According to latest government figures, the inflation rate is running in double digits at about 12.7% as reported at the end of last month.
In addition, Pakistan’s foreign exchange reserves have declined to their lowest level since June 2020, and currently stand at a $11.3 billion, which is not nearly enough to cover two months of imports.
If this wasn't enough, a constant delay in payments from international lenders including the International Monetary Fund (IMF) has created uncertainty regarding balance of payments.
Such a dire situation demands a united and coherent response from the political leadership of Pakistan, as would have been the case in any other country. But unfortunately, here it seems as though the leadership has not realised the consequences of the ongoing political quagmire.

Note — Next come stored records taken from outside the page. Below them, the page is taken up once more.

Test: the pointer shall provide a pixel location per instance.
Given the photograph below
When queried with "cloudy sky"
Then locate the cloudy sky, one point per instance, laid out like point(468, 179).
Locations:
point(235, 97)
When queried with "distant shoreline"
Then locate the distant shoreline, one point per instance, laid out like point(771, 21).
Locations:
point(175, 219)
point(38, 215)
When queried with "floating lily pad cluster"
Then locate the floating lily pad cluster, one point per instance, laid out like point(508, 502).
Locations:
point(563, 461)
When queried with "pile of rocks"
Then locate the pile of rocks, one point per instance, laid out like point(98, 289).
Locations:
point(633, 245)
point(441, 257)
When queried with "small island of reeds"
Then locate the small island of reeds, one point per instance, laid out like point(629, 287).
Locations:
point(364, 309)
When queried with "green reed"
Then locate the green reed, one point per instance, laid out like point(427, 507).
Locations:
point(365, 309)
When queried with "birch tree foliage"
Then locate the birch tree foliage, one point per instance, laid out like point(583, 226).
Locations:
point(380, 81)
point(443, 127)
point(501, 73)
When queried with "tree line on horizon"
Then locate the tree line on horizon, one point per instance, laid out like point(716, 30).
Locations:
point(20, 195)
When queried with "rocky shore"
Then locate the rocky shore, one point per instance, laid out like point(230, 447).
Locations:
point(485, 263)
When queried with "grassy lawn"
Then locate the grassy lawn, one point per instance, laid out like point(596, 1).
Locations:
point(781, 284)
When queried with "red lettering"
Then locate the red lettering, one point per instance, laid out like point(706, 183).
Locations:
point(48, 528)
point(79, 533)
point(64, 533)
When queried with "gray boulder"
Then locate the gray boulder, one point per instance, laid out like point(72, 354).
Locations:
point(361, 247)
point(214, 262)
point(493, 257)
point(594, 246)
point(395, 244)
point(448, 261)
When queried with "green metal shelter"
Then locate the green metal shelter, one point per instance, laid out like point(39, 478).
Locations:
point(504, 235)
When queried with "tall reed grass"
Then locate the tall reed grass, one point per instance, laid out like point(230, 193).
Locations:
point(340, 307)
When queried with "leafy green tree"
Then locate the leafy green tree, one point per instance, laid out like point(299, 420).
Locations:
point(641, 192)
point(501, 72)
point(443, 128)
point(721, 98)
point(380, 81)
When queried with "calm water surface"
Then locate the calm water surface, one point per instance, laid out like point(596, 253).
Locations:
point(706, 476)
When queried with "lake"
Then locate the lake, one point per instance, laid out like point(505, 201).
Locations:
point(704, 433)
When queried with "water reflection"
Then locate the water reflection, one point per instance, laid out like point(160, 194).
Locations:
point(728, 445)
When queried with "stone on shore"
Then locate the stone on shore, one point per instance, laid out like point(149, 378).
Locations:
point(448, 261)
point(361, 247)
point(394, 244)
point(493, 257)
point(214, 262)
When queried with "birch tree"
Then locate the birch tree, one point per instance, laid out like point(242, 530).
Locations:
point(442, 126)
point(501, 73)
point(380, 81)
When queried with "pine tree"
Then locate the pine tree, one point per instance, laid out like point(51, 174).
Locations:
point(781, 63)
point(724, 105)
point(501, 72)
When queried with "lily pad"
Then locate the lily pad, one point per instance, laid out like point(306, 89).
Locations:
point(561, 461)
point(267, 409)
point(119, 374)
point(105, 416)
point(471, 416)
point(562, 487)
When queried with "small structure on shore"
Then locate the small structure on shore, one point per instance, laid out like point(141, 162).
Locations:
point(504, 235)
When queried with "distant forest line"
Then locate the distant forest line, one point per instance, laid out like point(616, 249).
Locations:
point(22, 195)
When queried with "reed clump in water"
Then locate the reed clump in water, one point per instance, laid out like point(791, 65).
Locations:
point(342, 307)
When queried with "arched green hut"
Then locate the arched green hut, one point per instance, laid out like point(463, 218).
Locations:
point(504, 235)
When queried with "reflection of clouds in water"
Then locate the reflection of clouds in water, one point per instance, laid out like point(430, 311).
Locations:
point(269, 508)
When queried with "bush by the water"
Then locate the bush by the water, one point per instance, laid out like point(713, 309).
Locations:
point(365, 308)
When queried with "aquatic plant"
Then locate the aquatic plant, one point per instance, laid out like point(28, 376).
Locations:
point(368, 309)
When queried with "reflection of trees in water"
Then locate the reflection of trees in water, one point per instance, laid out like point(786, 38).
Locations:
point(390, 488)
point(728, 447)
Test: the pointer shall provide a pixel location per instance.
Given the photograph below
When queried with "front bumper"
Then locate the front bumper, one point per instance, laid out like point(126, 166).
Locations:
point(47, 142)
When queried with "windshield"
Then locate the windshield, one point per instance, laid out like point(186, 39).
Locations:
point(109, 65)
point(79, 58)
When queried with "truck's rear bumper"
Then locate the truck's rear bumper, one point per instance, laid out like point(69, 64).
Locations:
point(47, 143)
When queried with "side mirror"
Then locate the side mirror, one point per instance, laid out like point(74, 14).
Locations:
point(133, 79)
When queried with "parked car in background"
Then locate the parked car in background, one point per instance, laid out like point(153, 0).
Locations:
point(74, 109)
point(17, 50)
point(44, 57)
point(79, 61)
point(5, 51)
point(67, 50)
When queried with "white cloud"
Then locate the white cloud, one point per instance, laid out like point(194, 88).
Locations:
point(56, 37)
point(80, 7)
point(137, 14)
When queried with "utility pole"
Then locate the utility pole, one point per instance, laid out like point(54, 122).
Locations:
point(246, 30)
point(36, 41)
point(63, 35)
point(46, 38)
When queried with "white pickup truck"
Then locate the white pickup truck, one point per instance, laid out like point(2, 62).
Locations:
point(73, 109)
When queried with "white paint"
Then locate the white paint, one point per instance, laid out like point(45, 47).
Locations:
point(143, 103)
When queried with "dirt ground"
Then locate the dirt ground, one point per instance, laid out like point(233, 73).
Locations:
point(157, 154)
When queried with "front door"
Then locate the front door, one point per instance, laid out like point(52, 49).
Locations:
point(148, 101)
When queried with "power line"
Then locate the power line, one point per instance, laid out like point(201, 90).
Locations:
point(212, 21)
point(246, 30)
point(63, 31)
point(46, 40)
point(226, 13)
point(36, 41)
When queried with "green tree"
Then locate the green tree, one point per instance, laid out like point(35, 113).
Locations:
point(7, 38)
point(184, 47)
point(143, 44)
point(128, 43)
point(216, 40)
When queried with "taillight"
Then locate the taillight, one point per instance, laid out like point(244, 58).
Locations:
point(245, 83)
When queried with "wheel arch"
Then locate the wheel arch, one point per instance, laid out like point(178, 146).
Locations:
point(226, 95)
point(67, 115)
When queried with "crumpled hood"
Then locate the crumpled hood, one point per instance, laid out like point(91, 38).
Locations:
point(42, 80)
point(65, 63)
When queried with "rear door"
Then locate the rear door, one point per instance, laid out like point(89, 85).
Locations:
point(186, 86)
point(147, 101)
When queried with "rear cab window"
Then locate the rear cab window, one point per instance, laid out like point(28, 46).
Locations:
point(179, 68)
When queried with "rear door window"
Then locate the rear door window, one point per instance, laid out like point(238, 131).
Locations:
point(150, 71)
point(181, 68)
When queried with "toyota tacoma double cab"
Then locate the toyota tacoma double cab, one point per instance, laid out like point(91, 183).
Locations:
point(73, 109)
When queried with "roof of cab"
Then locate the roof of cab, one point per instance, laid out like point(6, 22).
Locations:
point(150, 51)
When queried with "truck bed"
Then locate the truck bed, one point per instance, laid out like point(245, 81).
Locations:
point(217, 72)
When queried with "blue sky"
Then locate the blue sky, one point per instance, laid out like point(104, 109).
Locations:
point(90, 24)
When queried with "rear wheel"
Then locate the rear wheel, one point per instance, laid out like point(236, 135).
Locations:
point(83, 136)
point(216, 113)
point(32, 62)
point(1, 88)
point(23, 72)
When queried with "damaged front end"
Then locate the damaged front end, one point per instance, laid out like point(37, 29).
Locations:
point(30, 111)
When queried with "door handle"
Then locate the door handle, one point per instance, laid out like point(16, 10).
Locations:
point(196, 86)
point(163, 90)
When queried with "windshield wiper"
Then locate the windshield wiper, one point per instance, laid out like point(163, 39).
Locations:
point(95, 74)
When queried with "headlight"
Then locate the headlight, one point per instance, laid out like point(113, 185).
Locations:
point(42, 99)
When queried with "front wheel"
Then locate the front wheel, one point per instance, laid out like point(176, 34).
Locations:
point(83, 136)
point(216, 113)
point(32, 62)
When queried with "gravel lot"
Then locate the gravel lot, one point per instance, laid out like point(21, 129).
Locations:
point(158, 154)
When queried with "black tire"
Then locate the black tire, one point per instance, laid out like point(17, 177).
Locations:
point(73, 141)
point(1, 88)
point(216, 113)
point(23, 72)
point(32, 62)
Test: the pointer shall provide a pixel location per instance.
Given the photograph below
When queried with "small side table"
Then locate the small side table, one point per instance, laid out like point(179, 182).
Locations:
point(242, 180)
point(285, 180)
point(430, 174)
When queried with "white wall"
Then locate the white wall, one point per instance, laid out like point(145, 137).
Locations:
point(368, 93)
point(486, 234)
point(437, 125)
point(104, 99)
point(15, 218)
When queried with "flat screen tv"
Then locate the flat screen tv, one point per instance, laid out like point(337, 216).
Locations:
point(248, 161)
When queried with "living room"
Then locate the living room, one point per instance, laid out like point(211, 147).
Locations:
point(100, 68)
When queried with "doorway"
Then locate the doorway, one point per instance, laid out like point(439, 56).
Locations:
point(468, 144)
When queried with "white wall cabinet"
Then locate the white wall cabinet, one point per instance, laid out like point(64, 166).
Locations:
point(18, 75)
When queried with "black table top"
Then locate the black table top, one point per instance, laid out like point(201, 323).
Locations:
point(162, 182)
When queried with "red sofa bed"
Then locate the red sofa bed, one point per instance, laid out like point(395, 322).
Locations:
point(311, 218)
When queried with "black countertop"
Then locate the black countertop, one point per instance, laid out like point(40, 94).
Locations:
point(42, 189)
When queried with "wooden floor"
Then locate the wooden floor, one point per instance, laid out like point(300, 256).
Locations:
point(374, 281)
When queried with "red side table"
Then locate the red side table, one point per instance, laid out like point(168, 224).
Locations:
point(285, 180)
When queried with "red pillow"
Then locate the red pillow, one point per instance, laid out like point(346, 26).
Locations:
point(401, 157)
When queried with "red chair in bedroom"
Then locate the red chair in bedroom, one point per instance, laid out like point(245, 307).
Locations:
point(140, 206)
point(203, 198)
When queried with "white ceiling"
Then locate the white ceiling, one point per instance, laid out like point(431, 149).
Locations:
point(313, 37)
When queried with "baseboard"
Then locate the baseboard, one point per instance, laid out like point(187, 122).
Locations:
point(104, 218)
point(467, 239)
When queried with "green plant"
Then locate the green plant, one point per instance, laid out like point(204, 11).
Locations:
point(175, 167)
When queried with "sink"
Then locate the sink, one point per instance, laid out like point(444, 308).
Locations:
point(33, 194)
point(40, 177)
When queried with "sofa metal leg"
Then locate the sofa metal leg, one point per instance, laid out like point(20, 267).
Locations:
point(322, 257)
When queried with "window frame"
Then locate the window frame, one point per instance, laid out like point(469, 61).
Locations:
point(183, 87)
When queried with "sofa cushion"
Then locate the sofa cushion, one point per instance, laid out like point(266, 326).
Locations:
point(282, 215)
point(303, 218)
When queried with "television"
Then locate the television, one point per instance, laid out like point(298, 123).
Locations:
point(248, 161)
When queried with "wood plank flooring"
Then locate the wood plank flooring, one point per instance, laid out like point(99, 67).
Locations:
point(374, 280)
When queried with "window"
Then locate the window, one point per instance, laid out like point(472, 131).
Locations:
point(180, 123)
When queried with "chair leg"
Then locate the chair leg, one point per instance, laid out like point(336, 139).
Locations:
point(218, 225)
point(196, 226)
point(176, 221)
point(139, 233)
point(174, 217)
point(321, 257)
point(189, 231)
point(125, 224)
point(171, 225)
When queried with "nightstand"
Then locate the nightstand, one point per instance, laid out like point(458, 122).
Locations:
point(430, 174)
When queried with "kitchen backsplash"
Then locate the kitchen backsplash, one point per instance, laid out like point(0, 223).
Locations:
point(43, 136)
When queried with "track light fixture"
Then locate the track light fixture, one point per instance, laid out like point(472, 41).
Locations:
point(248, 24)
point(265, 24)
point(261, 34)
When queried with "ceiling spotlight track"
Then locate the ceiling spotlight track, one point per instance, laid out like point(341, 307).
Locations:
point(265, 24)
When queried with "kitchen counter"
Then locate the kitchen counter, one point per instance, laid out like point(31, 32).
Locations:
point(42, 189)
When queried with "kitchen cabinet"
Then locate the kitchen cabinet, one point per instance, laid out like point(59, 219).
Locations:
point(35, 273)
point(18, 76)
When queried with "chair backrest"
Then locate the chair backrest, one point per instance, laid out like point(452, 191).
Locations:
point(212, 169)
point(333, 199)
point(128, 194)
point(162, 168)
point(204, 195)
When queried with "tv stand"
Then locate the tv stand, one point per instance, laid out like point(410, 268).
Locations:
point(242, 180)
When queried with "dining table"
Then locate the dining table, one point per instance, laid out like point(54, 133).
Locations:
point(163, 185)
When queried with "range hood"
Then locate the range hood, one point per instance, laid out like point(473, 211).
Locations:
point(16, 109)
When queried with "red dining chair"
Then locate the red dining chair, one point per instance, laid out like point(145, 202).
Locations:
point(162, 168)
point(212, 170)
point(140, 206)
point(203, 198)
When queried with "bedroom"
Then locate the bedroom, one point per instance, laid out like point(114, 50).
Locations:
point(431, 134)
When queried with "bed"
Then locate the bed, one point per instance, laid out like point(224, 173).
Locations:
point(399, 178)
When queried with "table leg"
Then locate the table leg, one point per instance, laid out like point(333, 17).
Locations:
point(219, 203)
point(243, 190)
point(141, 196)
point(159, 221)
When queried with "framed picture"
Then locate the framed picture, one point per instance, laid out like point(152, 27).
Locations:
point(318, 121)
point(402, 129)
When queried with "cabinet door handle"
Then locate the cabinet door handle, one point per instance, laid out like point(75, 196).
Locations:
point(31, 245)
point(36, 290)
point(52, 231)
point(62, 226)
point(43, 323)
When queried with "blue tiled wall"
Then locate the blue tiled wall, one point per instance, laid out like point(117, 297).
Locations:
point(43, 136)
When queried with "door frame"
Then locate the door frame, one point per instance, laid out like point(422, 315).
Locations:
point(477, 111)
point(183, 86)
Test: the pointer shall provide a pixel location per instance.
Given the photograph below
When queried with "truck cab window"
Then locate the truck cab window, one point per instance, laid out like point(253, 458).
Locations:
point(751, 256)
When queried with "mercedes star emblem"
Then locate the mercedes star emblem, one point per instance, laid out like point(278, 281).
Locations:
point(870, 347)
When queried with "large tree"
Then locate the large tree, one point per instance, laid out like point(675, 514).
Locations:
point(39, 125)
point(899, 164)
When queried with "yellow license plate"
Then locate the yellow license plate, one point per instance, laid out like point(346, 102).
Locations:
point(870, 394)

Forces on both ends appear busy gathering political capital for their teams as parties struggle to stay afloat, a squabble that brought upon a constitutional crisis in the country.
“This is an unfortunate situation,” said one market expert on the condition of anonymity. The individual expressed that if the situation persists, Pakistan may end up in a situation similar to what is being faced in Sri Lanka and Turkey.
For those unaware with what’s happening on ground in these countries, Sri Lanka is facing mass protests after witnessing its worst economic crisis in decades while Turkey is battered from the impact of rising inflation rate which has jumped above 60%.
This is not an optimal situation for any country, least of all, Pakistan. And yet, this is where I fear we may be heading.
One might argue that I am painting a doomsday scenario. However, looking at Sri Lanka, we have to point out that one of the key factors that led to the island nation’s current woes was a heavy reliance on imported goods, not just luxury items but basic necessities such as cereal and milk powder, along with cumulative foreign debt.
This scenario seems eerily identical to Pakistan, which is faced with a similarly rising import bill on account of oil prices, and surging foreign debt.
Not to forget that Pakistan, which calls itself an agricultural country, is also importing food products including wheat, edible oil and lentils, repeatedly pointed out by none other than former finance minister Shaukat Tarin himself.
With elections seemingly around the corner, there is a high chance of the creation of a hung parliament.
Such a scenario would not be in anyone's favour, least of all, the larger interest of the country, as the incoming government would have to make crucial decisions on the economic front including negotiating with international lenders like the IMF.
The capacity of a newly-formed or reinstated government to able to bring reforms and much-needed economic stability is a question that yet needs to be answered.
Suffice to say, it is high time for a consensus within the country’s top brass regarding economic policy. The need of the hour is to implement stringent policies in order to enact agricultural reforms as well as increasing levies on rising imports.
The decisions required could prove both difficult and unpopular – albeit a necessary risk to be taken on only by a strong and capable government.
For the time being, however, one can only hope for a smooth political transition in Pakistan.